Look For Bottom – Most of the grass has matured by late summer, making clean bottom under the grass a commodity. I look for actual bottom without undergrowth below the best canopies. This gives the bass some room to roam and stalk prey, as well as a choice of what to gravitate to depending on what feels more suitable at the time. For me it’s more of a late summer fall thing to key on the bald areas. Conversely, the lack of overall grass in spring makes dense patches more suitable. Most importantly, the bald spots below the milfoil give you the ability to have your baits be seen amongst the sea of grass.
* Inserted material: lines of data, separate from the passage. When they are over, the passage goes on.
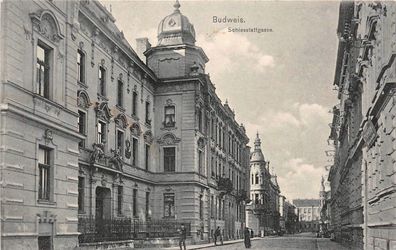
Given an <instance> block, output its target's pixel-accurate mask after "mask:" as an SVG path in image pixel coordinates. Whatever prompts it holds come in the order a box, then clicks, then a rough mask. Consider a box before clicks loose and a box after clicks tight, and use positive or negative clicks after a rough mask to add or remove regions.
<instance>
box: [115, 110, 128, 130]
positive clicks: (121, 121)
mask: <svg viewBox="0 0 396 250" xmlns="http://www.w3.org/2000/svg"><path fill="white" fill-rule="evenodd" d="M114 121H115V123H116V125H117V126H118V127H120V128H122V129H126V128H127V127H128V120H127V118H126V116H125V115H124V114H123V113H120V114H119V115H117V117H116V118H114Z"/></svg>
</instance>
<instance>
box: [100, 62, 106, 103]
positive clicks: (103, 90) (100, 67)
mask: <svg viewBox="0 0 396 250" xmlns="http://www.w3.org/2000/svg"><path fill="white" fill-rule="evenodd" d="M99 95H101V96H106V70H105V69H104V68H103V67H99Z"/></svg>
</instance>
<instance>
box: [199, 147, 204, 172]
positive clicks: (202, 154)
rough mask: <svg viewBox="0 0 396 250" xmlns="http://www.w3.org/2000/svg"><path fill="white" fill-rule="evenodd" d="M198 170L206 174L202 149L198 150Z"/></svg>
mask: <svg viewBox="0 0 396 250" xmlns="http://www.w3.org/2000/svg"><path fill="white" fill-rule="evenodd" d="M198 171H199V174H202V175H203V174H204V172H203V152H202V151H201V150H198Z"/></svg>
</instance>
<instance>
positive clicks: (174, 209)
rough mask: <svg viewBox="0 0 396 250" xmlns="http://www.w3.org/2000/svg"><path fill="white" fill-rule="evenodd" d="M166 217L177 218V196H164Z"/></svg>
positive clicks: (164, 207) (164, 194)
mask: <svg viewBox="0 0 396 250" xmlns="http://www.w3.org/2000/svg"><path fill="white" fill-rule="evenodd" d="M164 217H175V194H164Z"/></svg>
Stay Put & Fish Close – I see too many anglers quickly leave a grass patch where they just got a bite. That’s a big no-no in late summer. By this time of year, the bass have had plenty of time to differentiate the opportunities presented in various grass beds. Therefore, if you catch one, there’s likely many more settled in. Another common mistake is pitching baits too far. Long casts often impede the action of a bait falling through the grass. Plus, it’s hard to get the hook set leverage they need from a distance, resulting in lost fish. My advice is to sneak into a good patch of grass, give it some time to settle, make minimal noise, and don’t be afraid to pitch right around the boat. I’m always surprised how close some of the biggest bass I land are holding.